The word philanthropy was taken from the two Greek words,
—lover of; and
—mankind. So, philanthropists are lovers of humanity. They build imposing edifices for people to work in and to play in. They give huge sums of money to support organizations which offer better health and education to the society. They are the principal patrons of the arts.
The mention of philanthropy elicits smiles, followed by the sensation of receiving unexpected good fortune from a generous but faceless source.
There are those who would like to see themselves as philanthropists. Philanthropists often are represented by committees and delegations. They are disconnected from the recipients of their generosity. I am not a member of that gathering. Rather I like to think of myself as charitable. The charitable say in effect, “I seem to have more than I need and you seem to have less than you need. I would like to share my excess with you.” Fine, if my excess is tangible, money or goods, and fine if not, for I learned that to be charitable with gestures and words can bring enormous joy and repair injured feelings.
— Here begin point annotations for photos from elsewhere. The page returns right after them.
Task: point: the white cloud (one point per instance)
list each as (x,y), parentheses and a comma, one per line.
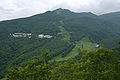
(10,9)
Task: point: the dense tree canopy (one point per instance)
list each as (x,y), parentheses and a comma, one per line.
(102,64)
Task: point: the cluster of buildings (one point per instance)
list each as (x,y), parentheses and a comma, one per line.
(96,45)
(44,36)
(22,35)
(29,35)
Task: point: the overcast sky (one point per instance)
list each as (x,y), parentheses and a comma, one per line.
(11,9)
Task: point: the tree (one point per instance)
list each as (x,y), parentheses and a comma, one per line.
(36,69)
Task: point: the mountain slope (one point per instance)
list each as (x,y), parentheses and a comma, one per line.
(68,31)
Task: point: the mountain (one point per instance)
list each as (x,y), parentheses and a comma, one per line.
(62,32)
(113,17)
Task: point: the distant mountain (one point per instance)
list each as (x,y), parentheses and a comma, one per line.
(113,17)
(70,33)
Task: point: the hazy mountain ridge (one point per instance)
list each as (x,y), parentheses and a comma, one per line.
(98,29)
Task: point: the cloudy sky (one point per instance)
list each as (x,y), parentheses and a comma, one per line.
(11,9)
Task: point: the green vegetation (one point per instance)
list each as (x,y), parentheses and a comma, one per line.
(78,32)
(83,44)
(102,64)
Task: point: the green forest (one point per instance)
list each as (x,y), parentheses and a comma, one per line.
(79,46)
(102,64)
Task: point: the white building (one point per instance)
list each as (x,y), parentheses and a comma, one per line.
(44,36)
(22,35)
(40,36)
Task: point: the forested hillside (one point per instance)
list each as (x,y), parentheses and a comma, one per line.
(64,34)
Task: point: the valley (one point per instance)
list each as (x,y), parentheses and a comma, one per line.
(63,33)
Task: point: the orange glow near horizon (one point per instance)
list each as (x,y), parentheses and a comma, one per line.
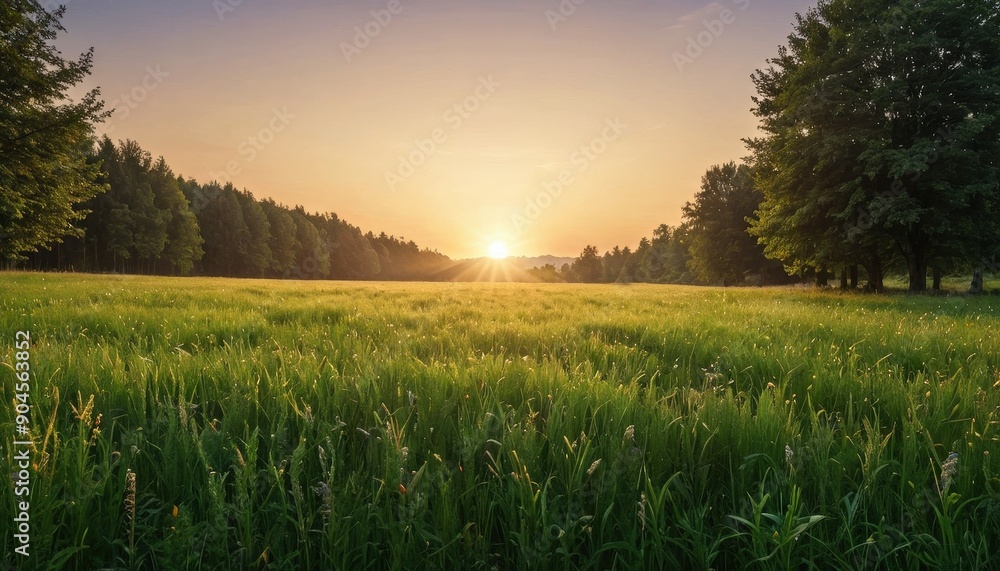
(442,122)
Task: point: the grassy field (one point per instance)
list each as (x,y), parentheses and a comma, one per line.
(215,424)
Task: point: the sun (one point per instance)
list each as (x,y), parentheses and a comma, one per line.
(498,250)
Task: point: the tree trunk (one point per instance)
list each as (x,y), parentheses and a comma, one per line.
(821,278)
(916,263)
(977,281)
(875,274)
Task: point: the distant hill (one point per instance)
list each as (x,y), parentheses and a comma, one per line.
(482,270)
(528,262)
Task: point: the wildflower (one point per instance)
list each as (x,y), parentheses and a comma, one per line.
(593,467)
(130,506)
(641,513)
(323,491)
(948,471)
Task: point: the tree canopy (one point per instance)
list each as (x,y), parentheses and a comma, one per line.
(881,129)
(44,137)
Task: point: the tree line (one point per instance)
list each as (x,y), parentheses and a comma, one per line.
(712,245)
(149,221)
(879,153)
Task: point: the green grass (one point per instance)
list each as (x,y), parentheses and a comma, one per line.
(299,425)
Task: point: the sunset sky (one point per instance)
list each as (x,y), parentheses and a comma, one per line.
(442,120)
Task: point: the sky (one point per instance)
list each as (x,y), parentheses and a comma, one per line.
(546,124)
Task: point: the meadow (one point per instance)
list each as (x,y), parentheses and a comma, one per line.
(238,424)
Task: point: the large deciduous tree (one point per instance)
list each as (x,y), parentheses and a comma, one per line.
(44,137)
(881,125)
(721,249)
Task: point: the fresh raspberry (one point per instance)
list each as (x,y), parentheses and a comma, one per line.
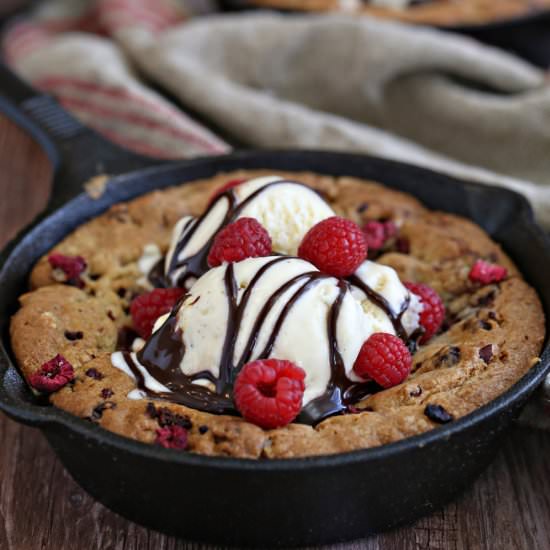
(71,266)
(378,233)
(486,273)
(245,238)
(433,309)
(385,359)
(147,308)
(225,187)
(172,437)
(52,375)
(335,246)
(269,392)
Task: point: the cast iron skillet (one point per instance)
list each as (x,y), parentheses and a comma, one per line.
(282,502)
(527,36)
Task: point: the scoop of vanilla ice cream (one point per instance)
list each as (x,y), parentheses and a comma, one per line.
(286,209)
(268,290)
(385,281)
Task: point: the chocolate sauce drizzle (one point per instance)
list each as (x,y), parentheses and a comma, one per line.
(164,351)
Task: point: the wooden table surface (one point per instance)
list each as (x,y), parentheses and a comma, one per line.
(42,508)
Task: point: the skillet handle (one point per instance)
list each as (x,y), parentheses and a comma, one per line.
(77,152)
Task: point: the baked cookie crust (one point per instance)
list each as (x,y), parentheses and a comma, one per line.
(437,12)
(494,332)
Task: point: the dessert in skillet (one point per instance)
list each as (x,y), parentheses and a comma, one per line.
(260,315)
(433,12)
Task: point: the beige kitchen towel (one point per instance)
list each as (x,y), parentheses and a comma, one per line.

My paternal grandmother who raised me had a remarkable influence on how I saw the world and how I reckoned my place in it. She was the picture of dignity. She spoke softly and walked slowly, with her hands behind her back, fingers laced together. I imitated her so successfully that neighbors called me her shadow.
“Sister Henderson, I see you got your shadow with you again.”
Grandmother would look at me and smile. “Well, I guess you’re right. If I stop, she stops. If I go, she goes.”
When I was thirteen, my grandmother took me back to California to join my mother, and she returned immediately to Arkansas. The California house was a world away from that little home in which I grew up in Arkansas. My mother wore her straight hair in a severe stylish bob. My grandmother didn’t believe in hot curling women’s hair, so I had grown up with a braided natural. Grandmother turned our radio on to listen to the news, religious music,
The Lone Ranger.
In California my mother wore lipstick and rouge and played loud blues and jazz music on a record player. Her house was full of people who laughed a lot and talked loudly. I definitely did not belong. I walked around in that worldly atmosphere, with my hands clasped behind my back, my hair pulled back in a tight braid, humming a Christian song.
My mother watched me for about two weeks. Then we had what was to become familiar as, “a sit down talk to.”
She said, “Maya, you disapprove of me because I am not like your grandmother. That’s true. I am not. But I am your mother and I am working some part of my anatomy off to buy you good clothes and give you well-prepared food and keep this roof over your head. When you go to school, the teacher will smile at you and you will smile back. Other students you don’t even know will smile and you will smile. But on the other hand, I am your mother. I tell you what I want you to do. If you can force one smile on your face for strangers, do it for me. I promise you I will appreciate it.”
She put her hand on my cheek and smiled. “Come on, baby, smile for mother. Come on.”
She made a funny face and against my wishes, I smiled. She kissed me on the lips and started to cry.
“That’s the first time I have seen you smile. It is a beautiful smile, Mother’s beautiful daughter can smile.”
I had never been called beautiful and no one in my memory had ever called me daughter.
That day, I learned that I could be a giver by simply bringing a smile to another person. The ensuing years have taught me that a kind word, a vote of support is a charitable gift. I can move over and make another place for someone. I can turn my music up if it pleases, or down if it is annoying.
I may never be known as a philanthropist, but I certainly am a lover of mankind, and I will give freely of my resources.
I am happy to describe myself as charitable.